Breaking news… Jim Doucette and I managed to get a podium finish at the March 4th, 2006 Raid Pulse Winter Adventure race this past weekend. Yay bronze medal! I’ll update this post with a picture and full stats as they are added on to the main Raid Pulse website. We were third overall in the duo male category with a time of 6hrs. 20 mins. on the 5-8 hour, 45-50km course. The funniest (or not so funny) part of this win is that the race was 90% skiing, which was definitely not our strong suit. Just ask Jim what he thinks of cross-country skiing. The course wasn’t super-hard or anything, and I handled the navigation for the whole race. We did quite well on a certain portion of the course where other must have had problems. We were actually 3rd to cross the finish line as well. However, 6 other teams managed to get on to the ‘advanced’ course section, meaning the automatically place higher than ‘standard’ course finishers. I think that as a result, our overall placement was 8th. Either way, we were pretty stoked by the placing. Jim even informed me that this was his highest finish in a sprint race. He’s won before, but generally, that’s on multi-day races, which are his specialty (and where I’d like to become a specialist as well!).
The day itself started out a bit chilly, but turned into a gorgeous sunny winter day, warming up the snow, and causing a few problems for us with mushy snow, and me losing all my grip wax in the course of the race, resulting in a difficult last few kilometers on the skis (basically, I couldn’t ‘kick’, so I ended up trying to skate-ski to get up hills!). I even fell through the ice on one of the lakes on the course while wearing my snowshoes. Luckily, it was more like a marsh, so I was able to easly get myself out and keep going. The other thing we got to learn was that the snow this year HURTS! When you fall through it full force, there is a nice thick layer of ice buried, so for example, your arm goes through, then your forward motion is stopped dead by ice. The result: lots of little bruises all over my body from the various falls on hills.
By the time we got to the bike transition, we were more than happy to get off the ‘death sticks’ and put away the additonal dead weight we had to carry throughout the course (snowshoes, used for about 20 minutes in total!). The bike leg itself ended up being dead easy as well. We plowed through the 20-25k of biking, which was all on cleared roads, to the finish line. No mistakes were made, so we had a good ride. We actually regretted dropping the pressure in our tires.
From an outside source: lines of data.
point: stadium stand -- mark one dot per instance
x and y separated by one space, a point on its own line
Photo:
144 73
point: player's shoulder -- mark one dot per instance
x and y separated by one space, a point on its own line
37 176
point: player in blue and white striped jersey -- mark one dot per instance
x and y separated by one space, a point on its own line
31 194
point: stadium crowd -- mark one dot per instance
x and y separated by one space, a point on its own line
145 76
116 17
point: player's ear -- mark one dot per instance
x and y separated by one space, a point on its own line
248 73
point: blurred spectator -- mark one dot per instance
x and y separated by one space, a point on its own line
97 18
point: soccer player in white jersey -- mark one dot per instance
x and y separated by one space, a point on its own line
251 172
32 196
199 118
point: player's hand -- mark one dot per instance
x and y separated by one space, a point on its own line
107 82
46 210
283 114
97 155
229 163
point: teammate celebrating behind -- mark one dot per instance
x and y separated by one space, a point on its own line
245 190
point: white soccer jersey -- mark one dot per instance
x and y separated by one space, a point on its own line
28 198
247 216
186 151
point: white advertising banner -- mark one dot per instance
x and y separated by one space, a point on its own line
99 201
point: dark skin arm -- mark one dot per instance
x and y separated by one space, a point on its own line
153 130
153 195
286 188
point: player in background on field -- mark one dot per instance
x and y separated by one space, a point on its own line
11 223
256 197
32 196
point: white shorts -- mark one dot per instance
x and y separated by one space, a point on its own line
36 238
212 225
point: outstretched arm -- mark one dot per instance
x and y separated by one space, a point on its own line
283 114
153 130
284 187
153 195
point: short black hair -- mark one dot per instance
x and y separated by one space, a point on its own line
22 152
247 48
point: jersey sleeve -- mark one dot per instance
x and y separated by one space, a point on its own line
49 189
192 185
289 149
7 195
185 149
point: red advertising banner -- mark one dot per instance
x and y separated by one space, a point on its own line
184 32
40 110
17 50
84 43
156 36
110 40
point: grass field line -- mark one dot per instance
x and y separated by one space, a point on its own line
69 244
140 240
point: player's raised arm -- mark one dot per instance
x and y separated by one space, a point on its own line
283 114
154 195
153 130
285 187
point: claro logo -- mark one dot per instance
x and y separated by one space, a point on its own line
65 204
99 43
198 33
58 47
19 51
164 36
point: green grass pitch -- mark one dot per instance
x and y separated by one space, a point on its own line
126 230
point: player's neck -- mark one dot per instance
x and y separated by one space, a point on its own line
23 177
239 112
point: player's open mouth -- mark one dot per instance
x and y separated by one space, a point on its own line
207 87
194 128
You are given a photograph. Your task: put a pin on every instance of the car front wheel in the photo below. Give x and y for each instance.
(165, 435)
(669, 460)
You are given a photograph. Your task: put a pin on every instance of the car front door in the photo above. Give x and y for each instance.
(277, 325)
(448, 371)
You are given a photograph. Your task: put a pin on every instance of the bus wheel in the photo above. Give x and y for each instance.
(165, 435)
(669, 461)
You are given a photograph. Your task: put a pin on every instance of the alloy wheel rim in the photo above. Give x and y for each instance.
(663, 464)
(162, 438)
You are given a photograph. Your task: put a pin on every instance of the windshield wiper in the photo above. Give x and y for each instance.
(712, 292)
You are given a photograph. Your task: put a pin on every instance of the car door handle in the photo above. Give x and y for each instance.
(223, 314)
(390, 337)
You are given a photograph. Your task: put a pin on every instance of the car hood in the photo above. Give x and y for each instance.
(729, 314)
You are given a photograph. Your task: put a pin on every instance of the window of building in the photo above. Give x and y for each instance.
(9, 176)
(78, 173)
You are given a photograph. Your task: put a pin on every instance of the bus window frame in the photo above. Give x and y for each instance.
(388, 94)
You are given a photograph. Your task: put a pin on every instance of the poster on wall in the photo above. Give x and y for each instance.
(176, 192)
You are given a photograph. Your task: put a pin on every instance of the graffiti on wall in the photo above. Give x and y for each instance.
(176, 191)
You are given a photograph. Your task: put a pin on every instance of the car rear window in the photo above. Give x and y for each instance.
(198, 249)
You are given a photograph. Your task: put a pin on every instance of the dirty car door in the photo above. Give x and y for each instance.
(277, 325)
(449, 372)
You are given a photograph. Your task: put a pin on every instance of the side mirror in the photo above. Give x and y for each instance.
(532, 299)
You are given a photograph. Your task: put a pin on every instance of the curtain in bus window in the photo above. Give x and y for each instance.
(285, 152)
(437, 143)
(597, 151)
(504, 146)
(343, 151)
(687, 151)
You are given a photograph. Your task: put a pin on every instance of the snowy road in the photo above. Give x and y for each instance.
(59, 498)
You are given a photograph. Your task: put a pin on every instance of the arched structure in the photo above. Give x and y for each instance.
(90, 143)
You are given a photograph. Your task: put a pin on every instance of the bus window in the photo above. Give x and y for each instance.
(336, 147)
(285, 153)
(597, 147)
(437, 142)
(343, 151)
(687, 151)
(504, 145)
Usually, in winter, you’ll lower tire pressure to get better traction, but in this case, we mainly had to deal with water, so in fact the higher pressure would have given us more speed. Not that it really mattered, we weren’t that close to anyone else. I guess the spinning I’ve been doing has helped out as well. I felt good through the whole ride, and Jim and I traded off pulls at the front, breaking the icy wind. At the end, my feet were thoroughly frozen, I couldn’t feel them, but didn’t really care. No obvious frostbite, so it was time for a quick warm shower at the finish, then a nice little Heineken beer to celebrate.
All in all, it was a great day, and now I’ll get back to training. I don’t think I have any other races till May now. Good thing, since I’ve already polished off 5 races this year! I also ended up 4th overall in the Mad Trapper snowshoe race series, so my year is off to a good start!